Lorsque l’on évoque la Ballade de Narayama, c’est le film de 1983 que l’on retient, seconde adaptation après celle, par Keisuke Kinoshita en 1958, du roman de Shichirō Fukazawa. Avec ce film, Shohei Imamura remportait la première de ses deux Palmes d’Or (la seconde, L’Anguille en 1997, fut attribué ex-aequo avec Le Goût de la Cerise de Kiarostami).
Ancien assistant d’Ozu, Imamura est, avec Suzuki ou encore Kon Ichikawa, un des principaux cinéastes de la Nouvelle Vague du cinéma japonais des années 60. La Ballade de Narayama fait figure d’exception dans la filmographie d »un cinéaste plutôt urbain et habitué à disséquer la société japonaise qui lui est contemporaine. La Ballade de Narayama se situe lui dans un petit village des montagnes et vers la fin du XIXe siècle. L’époque n’est pas identifiable à vue du film, l’information provient du roman. Le village est en effet si reculé qu’il est resté bloqué au moyen-âge. Il n’y a aucun signe ici d’une quelconque modernité, sinon un fusil. Les conditions de vie sont précaires. Les valeurs aussi. Un profond attachement aux croyances ancestrales régit la vie de ce microcosme. Orin, une vieille femme de soixante dix ans, s’apprête à mourir. Conformément à la coutume, elle doit être portée par l’aîné de ses fils au sommet de la montagne de Narayama, s’y éteindre et ainsi trouver le repos éternel.

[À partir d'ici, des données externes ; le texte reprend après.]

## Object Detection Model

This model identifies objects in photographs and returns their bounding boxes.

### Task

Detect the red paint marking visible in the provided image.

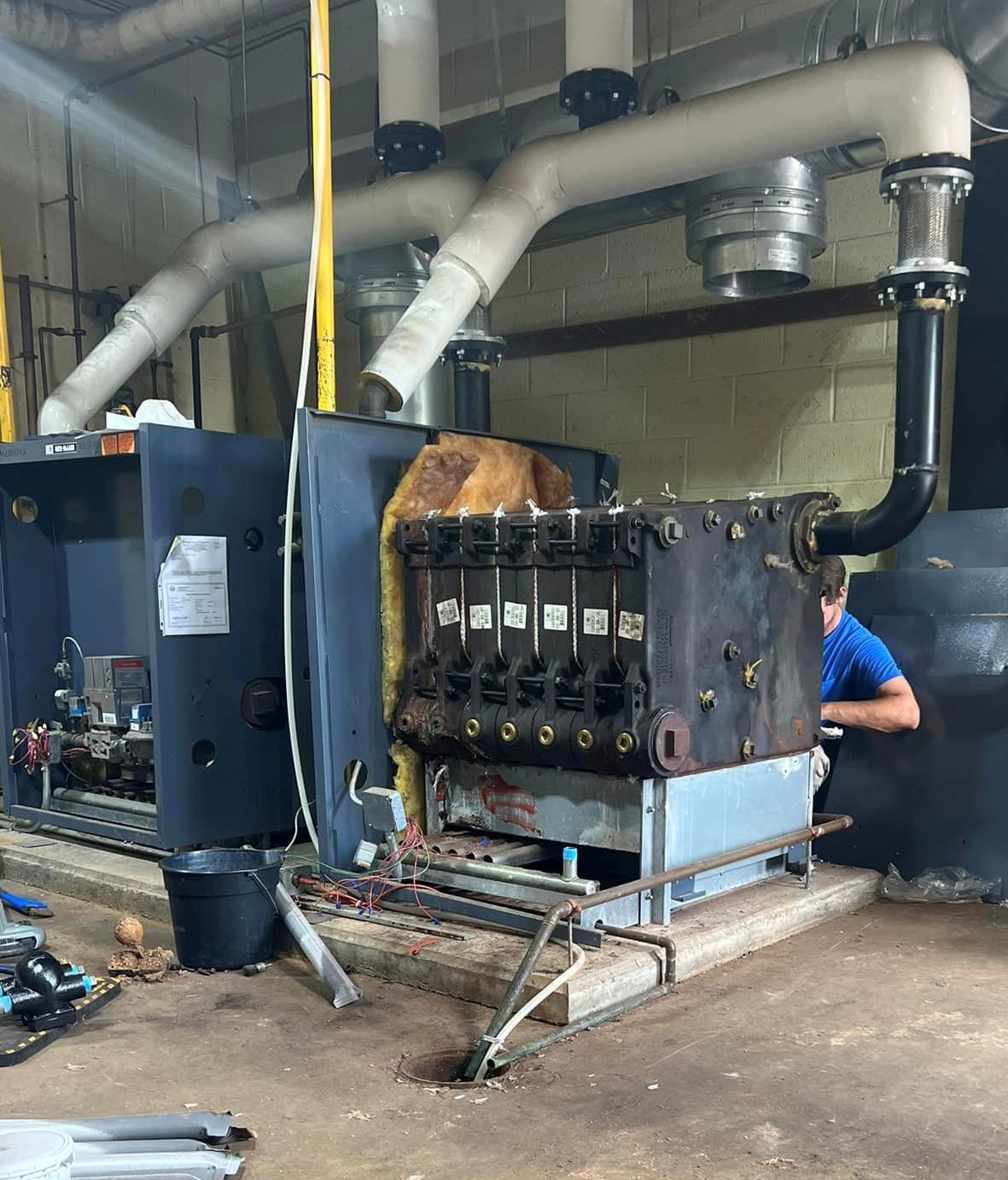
[480,774,536,835]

La Ballade de Narayama est un film âpre et difficile dans lequel l’humain est ici remis à sa place. Paricide, zoophilie, gérontophilie… il y a quelque chose de terriblement primaire. L’homme n’est ici vraiment rien face à la nature, il baise à même le sol à côté des serpents. Malgré la provocation de certaines séquences, il est curieux de se dire en fait que La Ballade de Narayama n’est surtout pas un film provoquant. Pas tant que ça du moins. Le film est porté par le souffle de la mise en scène d’Imamura, la profonde sensibilité, l’empathie aussi, de son regard. Imamura balance entre le chaud et le froid mais consolide toujours l’équilibre : les pulsions les plus primaires face à une nature froide et quasi ingérable. Il faut être fort pour survivre, d’où cette coutume qui condamne les anciens, peu importe leur forme, à aller mourir au sommet de Narayama. Les anciens deviennent improductifs et dès lors leurs bouches à nourrir sont de trop. Implacable, La Ballade de Narayama est pourtant sublime, de force et d’audace, toujours plus près de l’évocation que de la simple provocation.